On a Sunday afternoon in Southern California, two marriages fall apart when Bert Cousins kisses Beverly Keating at a christening party for Beverly’s daughter, Franny. This catalyst not only destroys these marriages, but also joins the families together. The story after this catalyst spans fifty years of the intertwining of the Cousins and Keatings—they even spend summers together in Virginia, where the second generation bonds over its disillusionment with their parents’ choices. When Franny Keating is a 20-year-old woman, she has an affair with a prolific author and tells him about her family’s story. In this one choice, that story no longer belongs to the Cousins and Keatings. It becomes public knowledge when the author writes a bestseller about the two families, forcing them to come to terms with the pain of their complicated history and see the beauty amongst the ashes.

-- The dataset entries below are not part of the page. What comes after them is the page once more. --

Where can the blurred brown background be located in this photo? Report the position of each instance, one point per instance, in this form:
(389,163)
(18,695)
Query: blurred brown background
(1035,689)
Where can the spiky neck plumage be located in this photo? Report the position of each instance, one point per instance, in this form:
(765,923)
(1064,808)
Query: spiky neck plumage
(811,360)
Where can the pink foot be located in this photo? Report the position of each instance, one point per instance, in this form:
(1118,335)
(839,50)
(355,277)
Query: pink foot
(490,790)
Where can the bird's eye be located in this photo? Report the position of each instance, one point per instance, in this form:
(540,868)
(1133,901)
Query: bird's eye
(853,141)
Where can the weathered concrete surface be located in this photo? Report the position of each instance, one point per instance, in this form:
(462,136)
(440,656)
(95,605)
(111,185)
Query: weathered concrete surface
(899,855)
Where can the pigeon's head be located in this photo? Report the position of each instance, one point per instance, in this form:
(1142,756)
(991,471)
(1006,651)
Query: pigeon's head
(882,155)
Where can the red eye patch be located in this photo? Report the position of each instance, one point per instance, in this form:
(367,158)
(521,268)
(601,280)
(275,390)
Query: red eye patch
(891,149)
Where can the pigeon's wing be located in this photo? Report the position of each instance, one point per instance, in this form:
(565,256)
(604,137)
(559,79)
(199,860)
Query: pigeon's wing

Year of Wonders by Geraldine Brooks

A seemingly insignificant bolt of cloth wreaks havoc on a small English village. Before it made its way in an oblivious traveler’s pocket, it was infected with a virus in London that spreads indiscriminately through this bucolic community. In this time of crisis, Anna Frith, a housemaid, becomes an unlikely heroine as a healer for the village. With the spread of disease comes steep distrust amongst neighbors, superstition, and a witch hunt throughout the year 1666. As the virus spreads to every household, and villagers go from friends to enemies, Anna tries to keep her community together while resisting a forbidden love. In the end, what was meant to be a year of tragedy becomes a year of wonders.

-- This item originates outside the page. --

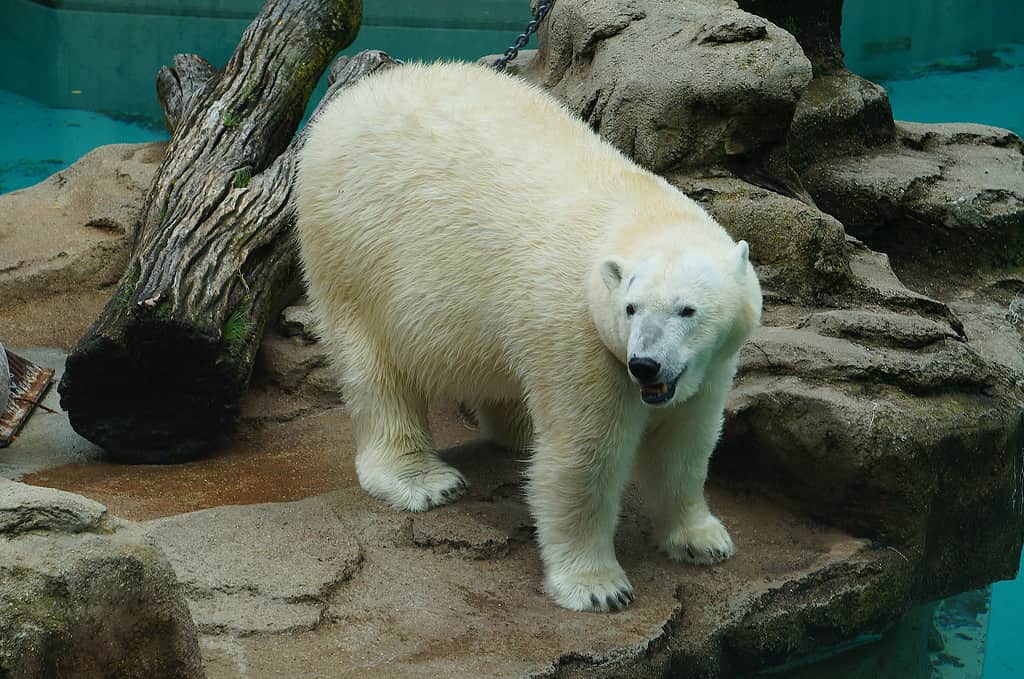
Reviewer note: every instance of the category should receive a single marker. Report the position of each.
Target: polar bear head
(670, 314)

Sea of Tranquility by Emily St. John Mandel

Mandel’s Sea of Tranquility spans three hundred years, from the 1912 Canadian wilderness to a moon colony set a hundred years in the future. Edwin St. Andrew crosses the Atlantic by steamship as a young man, bound for the forests of Canada after he is cast out of high society for a faux pas. From his place in the wild, he hears a violin echoing in an airship, an experience that never leaves him. Two hundred years later, Olive Llewellyn is far from her home on the second moon colony for a book tour all over Earth. Within her book is a passage about a man who plays violin on an airship terminal. Gaspery-Jacques Roberts is a detective in the Night City who discovers the stories of a young man driven to madness and a writer stuck on Earth as a pandemic rages. Alongside their stories is the evidence that it’s possible to disrupt the timeline of the universe—and the key to finding out what happened in time to bind the lives of Edwin and Olive forever.